Regardless of where you’ll establish roots, it’s important to be financially prepared for the costs of your first place before you complete a rental application or sign a lease. Save at least enough money to cover these upfront expenses:
- A rental application fee. This may range from $0 to $50, depending on the landlord and whether the process includes a credit and background check.
- The security deposit. Getting your first apartment may require that you pay a security deposit equal to the first month’s rent, or the sum of the first and last month’s rent (in addition to the first month’s rent). It may be fully refundable once you move out if you leave the unit free of damage, and in the same condition you found it with the exception of normal wear and tear.
- Your first month’s rent. Some landlords may also require that you pay the last month’s rent up front.
Base Your Apartment Search on Your Income
The Center for Housing Policy reports that as rental demand continues to grow, one in four working renters is considered severely cost-burdened, which means that at least half of their income is dedicated to housing expenses. When a person is severely cost-burdened by housing expenses, he may struggle to manage basic lifestyle expenses, and become overly reliant on credit. People who are severely cost-burdened also have difficulty saving money for emergency expenses, shorter- and longer-term goals, and may struggle to pay down debts.
Getting your first apartment will inherently demand that you live within a new budget that includes expenses like utility bills, renter’s insurance and monthly rent. The Joint Center for Housing Studies at Harvard University recommends limiting your housing expenses to less than 30% of your income so you’ll have the financial flexibility to meet your monthly financial obligations, save and avoid debt.
The April 2016 Bureau of Labor Statistics Consumer Expenditure Survey indicates that the average household spends about $4,300 of annual income on residential energy costs and gasoline.
Estimate Utility Costs Before You Choose Where to Rent
The exact amount of your monthly utility bills will depend on whether an apartment’s monthly rent includes any utilities, the condition and efficiency of an apartment’s windows, doors, heating and cooling systems, the climate in which you live and your temperature preferences. Yet, utility bills can take a major chunk out of your budget: The April 2016 Bureau of Labor Statistics Consumer Expenditure Survey indicates that the average household spends about $4,300 of annual income on residential energy costs and gasoline.
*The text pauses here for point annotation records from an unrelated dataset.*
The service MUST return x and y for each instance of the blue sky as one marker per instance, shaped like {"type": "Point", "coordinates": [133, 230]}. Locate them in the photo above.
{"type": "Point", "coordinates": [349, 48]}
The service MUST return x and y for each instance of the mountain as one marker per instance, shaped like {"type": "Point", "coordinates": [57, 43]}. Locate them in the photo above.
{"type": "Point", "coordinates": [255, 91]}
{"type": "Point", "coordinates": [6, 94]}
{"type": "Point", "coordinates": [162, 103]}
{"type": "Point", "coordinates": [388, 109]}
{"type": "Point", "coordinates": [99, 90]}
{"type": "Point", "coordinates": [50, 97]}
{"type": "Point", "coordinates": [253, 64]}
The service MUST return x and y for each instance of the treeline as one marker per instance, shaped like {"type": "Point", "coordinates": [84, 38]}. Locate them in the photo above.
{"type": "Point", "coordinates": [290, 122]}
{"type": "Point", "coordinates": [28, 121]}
Ask the landlord and/or current tenants how much you should expect to pay for monthly utilities when you tour potential apartments. Save enough money to cover at least the first month’s worth of utility bills so your budget isn’t derailed when those first account statements arrive.
Keep Your Home Furnishings Simple to Start
Getting your first apartment is an opportunity to live in a space that reflects your personality — but more decor, furniture and appliances means you must invest more time, effort and, possibly, money into moving them.
Instead of splurging on an apartment full of new furniture before move-in day, start small: Peruse garage sales, flea markets and thrift stores to slowly curate a collection of functional items that reflect your personal style and needs for the space. Eventually, you’ll transform your first apartment into a place that feels like home.